Together, content strategy and accessibility understand that it can be difficult to account for all types of audiences. Since creating for inclusion means “including and learning from people with a range of perspectives,” finding a solution is not always an “easy fix.” They take into account as much information as they can about their audience in order to offer a clean and nondisruptive experience.

They want to help make your business efficient and effective.

Since empathy comes naturally to them, content strategy and accessibility always think about their users and how they can facilitate experiences. They know that users with disabilities are a vastly overlooked and underserved community that only wish to consume products and content similar to the rest of the population. As a 51.2 million consumer group, those with disabilities pack approximately $175 billion in their wallets not including Boomers who will most likely accumulate impairments such as vision loss. By acknowledging this, they know they can help businesses be inclusive, but also be a voice for the many different users.

They strive to educate about their existence

Recently, they brought our attention to a website that overlooked specific users–those with visual impairments.
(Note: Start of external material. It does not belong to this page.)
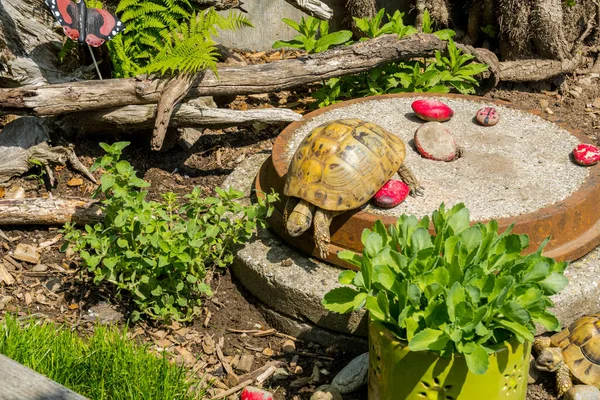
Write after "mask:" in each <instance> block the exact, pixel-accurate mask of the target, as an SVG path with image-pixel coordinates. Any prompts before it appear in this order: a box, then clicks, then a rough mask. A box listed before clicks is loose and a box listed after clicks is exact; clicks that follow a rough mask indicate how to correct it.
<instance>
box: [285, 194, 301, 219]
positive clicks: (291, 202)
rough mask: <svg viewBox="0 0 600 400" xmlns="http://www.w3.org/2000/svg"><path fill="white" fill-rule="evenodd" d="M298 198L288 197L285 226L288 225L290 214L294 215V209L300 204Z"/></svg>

Although Beyoncé is admired by many, she and her company neglected to meet accessibility standards. The court found that “many important pictures on beyonce.com lack a text equivalent” and as a result, “blind beyonce.com customers are unable to determine what is on the website, browse the website and/or make purchases.” Their hope is that companies will realize how important their partnership is when serving customers and be proactive about their solutions.

Lastly, they embrace user imperfections

To them, it’s all about perspective. They recognize that we aren’t all perfect. They understand that we, as users, have different abilities and disabilities that we are proud of, but also embarrassed/reserved about. In response, companies such as Dunkin’ acknowledge and commit to facilitating simple things like viewing their website with higher visual contrast.

If you’d like to promote their love story consider these exercises:

Practice writing alternate text

Practice getting your alt text right. Since its purpose is to communicate what’s in an image for those using screen readers or assistive technologies, make sure to provide a colorful description. 
Pro tip: Imagine you’re on the phone with someone and try to describe what you see in the picture. This will give you a good idea on what your alt text should say.

Use headings, titles, and links

For users to understand your web pages with screen readers there needs to be structure and content hierarchy. Sometimes we overlook using headings and descriptive links which can actually be very beneficial for those looking for certain kinds of information.
Pro tips: Create titles that are unique to their page, use headings to explain what’s on the page with hierarchy, and always explain where the user will go when they click on a link.

Empathize with users

When you can’t seem to understand various perspectives, use this “Empathy Maker” that generates multiple scenarios of different user needs.
Example: Alex has an arm injury and is in a car.